EVITARE BRUTTE SORPRESE – È importante, per chi decidesse di passare al mercato libero delle utenze energetiche (sancito tramite decreto legislativo 16 marzo 1999, n. 79), gestire al meglio la burocrazia e rispettare l’iter normativo per evitare brutte sorprese. Allo stesso tempo, è necessario ricordare che il risparmio non è scontato e che ogni valutazione preliminare è da considerarsi necessaria prima di sancire la sostituzione del fornitore di energia.

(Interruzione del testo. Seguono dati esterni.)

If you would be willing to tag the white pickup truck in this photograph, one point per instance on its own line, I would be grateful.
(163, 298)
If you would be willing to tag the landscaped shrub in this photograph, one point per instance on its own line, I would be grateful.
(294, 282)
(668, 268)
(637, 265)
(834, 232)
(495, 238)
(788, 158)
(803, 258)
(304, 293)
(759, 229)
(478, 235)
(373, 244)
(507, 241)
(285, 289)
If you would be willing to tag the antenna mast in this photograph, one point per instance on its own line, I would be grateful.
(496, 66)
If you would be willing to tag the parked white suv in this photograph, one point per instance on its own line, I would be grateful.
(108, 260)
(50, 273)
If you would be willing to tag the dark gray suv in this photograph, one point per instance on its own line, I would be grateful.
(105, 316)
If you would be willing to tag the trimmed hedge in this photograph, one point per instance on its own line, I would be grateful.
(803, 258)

L’ITER – Iniziamo col dire che le incombenze gestionali nell’ambito del cambio di operatore sono da ritenersi a carico del nuovo gestore, al quale spetta il compito di inoltrare il recesso del vecchio contratto di fornitura. Il passaggio diventa operativo solo nel momento in cui il nuovo gestore abbia concluso tutte le necessarie operazione di carattere tecnico, commerciale e legale. Fino a quel momento, restano validi gli accordi sottoscritti con il vecchio ente energetico. Il passaggio ufficiale deve essere comunicato dal nuovo operatore, il quale si occupa anche della lettura del contatore e della sua comunicazione al precedente fornitore; quest’ultimo potrà così inviare l’ultima bolletta e calcolare il conguaglio. Da quel momento, avrete ufficializzato il cambio di fornitura. L’operazione è totalmente gratuita se si eccettua il deposito cauzionale che l’operatore può richiedere al nuovo cliente. Esso deve essere restituito entro un mese dalla cessazione del contratto.

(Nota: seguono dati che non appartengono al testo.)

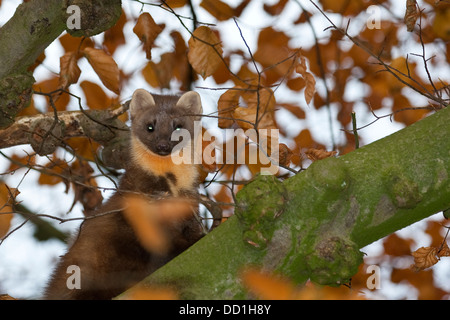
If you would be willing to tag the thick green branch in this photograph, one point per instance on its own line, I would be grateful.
(312, 225)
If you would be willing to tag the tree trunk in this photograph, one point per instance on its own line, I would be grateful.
(312, 225)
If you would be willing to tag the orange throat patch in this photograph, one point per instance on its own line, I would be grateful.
(186, 174)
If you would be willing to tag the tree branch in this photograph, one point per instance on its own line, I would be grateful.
(312, 225)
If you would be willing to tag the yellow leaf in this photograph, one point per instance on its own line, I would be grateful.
(205, 51)
(105, 67)
(69, 70)
(147, 31)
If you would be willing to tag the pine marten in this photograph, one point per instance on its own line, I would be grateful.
(106, 250)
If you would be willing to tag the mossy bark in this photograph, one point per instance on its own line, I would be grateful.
(313, 225)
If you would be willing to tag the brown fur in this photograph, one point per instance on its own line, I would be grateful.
(106, 249)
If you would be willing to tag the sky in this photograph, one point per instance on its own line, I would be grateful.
(25, 264)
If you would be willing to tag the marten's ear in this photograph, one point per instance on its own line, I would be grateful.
(191, 102)
(142, 99)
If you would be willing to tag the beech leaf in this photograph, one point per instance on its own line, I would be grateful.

LA PROCEDURA – La procedura è piuttosto semplice e non impegnativa né implica costi di alcun tipo. In valore assoluto, si tratta di un’operazione consigliabile, ma con alcune riserve. Come anticipato, le offerte e le proposte del mercato sono molteplici e spesso infarcite di terminologie tecniche potenzialmente destabilizzanti. Tra le valutazioni prioritarie vi è la scelta tra tariffa oraria e bioraria e, anche in questo caso, non ci sono indicazioni universalmente valide. La prima conviene a chi fa un utilizzo continuativo di elettrodomestici durante l’arco della giornata, la seconda permette notevoli risparmi a quanti restano fuori casa fino a sera e fanno un uso più intensivo delle risorse domestiche la sera e nel weekend. In caso di qualsiasi dubbio, l’alternativa migliore resta quella di appellarsi a persone esperte dell’ambito o di consultare il web, dove reperire guide e vademecum utili per ogni perplessità.